(424c) PILOT_PROTEIN: A High-Throughput Method for In Silico Discovery of Peptides, Proteins, and Post-Translational Modifications | AIChE

(424c) PILOT_PROTEIN: A High-Throughput Method for In Silico Discovery of Peptides, Proteins, and Post-Translational Modifications

Authors 

Baliban, R. - Presenter, Princeton University
DiMaggio, P. A. Jr. - Presenter, Princeton University
Li, Z. - Presenter, Princeton University
Plazas-Mayorca, M. - Presenter, Princeton Universirty
Garcia, B. A. - Presenter, Princeton University
Floudas, C. A. - Presenter, Princeton University


A fundamental problem in proteomics is that of modified protein identification, which corresponds to determining sequence of a protein along with all amino acid modifications that were added to the protein after it was constructed in vivo (post-translational modifications or PTMs).  We present a comprehensive set of tools that can address this problem using mixed-integer linear optimization (MILP) and tandem mass spectrometry.  These tools have been integrated into a singular webtool that is freely available to the scientific community.

MS/MS spectra are initially analyzed using the de novo sequencing algorithm PILOT [1].  PILOT can rigorously guarantee a rank-ordered list of optimal candidate sequences without complete enumeration of all possible sequences.  To utilize the strengths of a database routine, a hybrid de novo/database routine using local sequence alignment, PILOT_SEQUEL [2], was developed to input the results of the PILOT method and query these sequences against a database to find peptide matches.

A comprehensive unmodified protein list is constructed using the novel method PILOT_PROTEIN [3].  PILOT_PROTEIN will use the scored peptides of PILOT_SEQUEL to generate the protein list and incorporates a peptide clustering routine to reduce false positives.  Using a known list of proteins, either an untargeted or a targeted PTM search can be performed to determine the set of PTM types and sites that best explains the experimental data [4].  If the proteins are known to be highly modified, a MILP approach may be used to determine the identification and quantification of all proteins that may exist within each MS/MS.  The resulting output from the above routines is a complete modified protein list.

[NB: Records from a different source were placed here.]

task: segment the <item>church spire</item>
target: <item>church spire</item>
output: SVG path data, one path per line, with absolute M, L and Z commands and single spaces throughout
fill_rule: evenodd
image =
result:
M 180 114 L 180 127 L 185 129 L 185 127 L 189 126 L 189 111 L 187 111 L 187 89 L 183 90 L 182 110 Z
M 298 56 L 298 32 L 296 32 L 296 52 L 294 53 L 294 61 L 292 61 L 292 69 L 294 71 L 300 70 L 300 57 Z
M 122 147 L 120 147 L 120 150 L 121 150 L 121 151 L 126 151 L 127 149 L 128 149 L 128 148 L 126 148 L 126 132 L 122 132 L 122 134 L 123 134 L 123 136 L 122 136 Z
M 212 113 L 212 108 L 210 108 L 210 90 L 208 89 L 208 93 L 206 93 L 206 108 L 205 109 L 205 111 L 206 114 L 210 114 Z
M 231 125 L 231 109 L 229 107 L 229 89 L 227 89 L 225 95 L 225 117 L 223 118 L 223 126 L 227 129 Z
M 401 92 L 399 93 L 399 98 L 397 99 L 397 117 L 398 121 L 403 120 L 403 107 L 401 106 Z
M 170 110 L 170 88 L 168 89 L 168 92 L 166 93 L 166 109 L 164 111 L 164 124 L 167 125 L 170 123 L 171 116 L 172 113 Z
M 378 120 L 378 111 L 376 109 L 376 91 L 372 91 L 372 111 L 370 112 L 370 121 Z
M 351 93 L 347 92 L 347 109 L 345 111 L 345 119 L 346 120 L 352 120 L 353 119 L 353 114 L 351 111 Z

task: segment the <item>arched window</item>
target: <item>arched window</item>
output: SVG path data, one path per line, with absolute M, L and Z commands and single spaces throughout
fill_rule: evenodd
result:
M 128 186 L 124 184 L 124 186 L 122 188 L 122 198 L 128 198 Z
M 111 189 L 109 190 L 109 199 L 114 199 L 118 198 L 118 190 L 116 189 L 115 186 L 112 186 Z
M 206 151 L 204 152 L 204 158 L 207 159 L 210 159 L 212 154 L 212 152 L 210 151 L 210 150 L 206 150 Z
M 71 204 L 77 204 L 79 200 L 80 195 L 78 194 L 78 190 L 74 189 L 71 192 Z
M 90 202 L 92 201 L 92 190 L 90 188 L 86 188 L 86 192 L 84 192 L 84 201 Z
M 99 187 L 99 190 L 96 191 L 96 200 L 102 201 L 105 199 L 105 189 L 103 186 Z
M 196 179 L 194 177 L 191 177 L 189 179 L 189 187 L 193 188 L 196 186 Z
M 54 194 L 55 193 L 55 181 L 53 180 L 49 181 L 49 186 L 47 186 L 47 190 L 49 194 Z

To verify the protein prediction capability of each method, several comparative studies were performed against state-of-the-art algorithms using data sets from a variety of MS/MS instruments and fragmentation types.  Specifically, the peptide prediction accuracy of PILOT and PILOT_SEQUEL, the protein identification accuracy of PILOT_PROTEIN, and the PTM prediction accuracy of PILOT_PTM were analyzed using over 170 LC-MS/MS data sets from the Standard Protein Mix Database [5] comprising a total of 1.5 million MS/MS.  Each of the methods produces superior predictive capability when compared to other algorithms and maintains these results across all of the test data sets.

[1] P. A. DiMaggio Jr. and C. A. Floudas.  De novo peptide identification via tandem mass spectrometry and integer linear.  Anal. Chem., 79:1433-1446, 2007.

[2] P. A. DiMaggio Jr., B. Lu, J. R. Yates III, and C. A. Floudas.  A Hybrid Method for Peptide Identification Using Integer Linear Optimization, Local Database Search, and Quadrupole Time-of-Flight or OrbiTrap Tandem Mass Spectrometry.  J. Proteome Res., 7(4):1584–1593, 2008.

[3] R. C. Baliban, P. A. DiMaggio Jr., ZuKui Li., M. D. Plazas-Mayorca, B. A Garcia, and C. A. Floudas.  Identification of modified and unmodified proteins via high-resolution tandem mass spectrometry and mixed-integer linear optimization.  Mol. Cell Proteomics, submitted.

[4] R. C. Baliban, P. A. DiMaggio Jr., M. D. Plazas-Mayorca, N. L. Young, B. A Garcia, and C. A. Floudas.  A Novel Method for Untargeted Post-Translational Modification Identification Using Integer Linear Optimization and Tandem Mass Spectrometry.  Mol. Cell Proteomics, 9:764-779, 2010.

[5] J. Klimer, J. S. Eddes, L. Hohmann, J. Jackson, A. Peterson, S. Letarte, P R. Gafken, J. E. Katz, P. Mallick, H. Lee, A. Schmidt, R. Ossola, J. K. Eng, R. Aebersold, and D. B. Martin.  The Standard Protein Mix Database: A Diverse Data Set To Assist in the Production of Improved Peptide and Protein Identification Software Tools. J. Proteome Res., 7(1):96–103, 2008.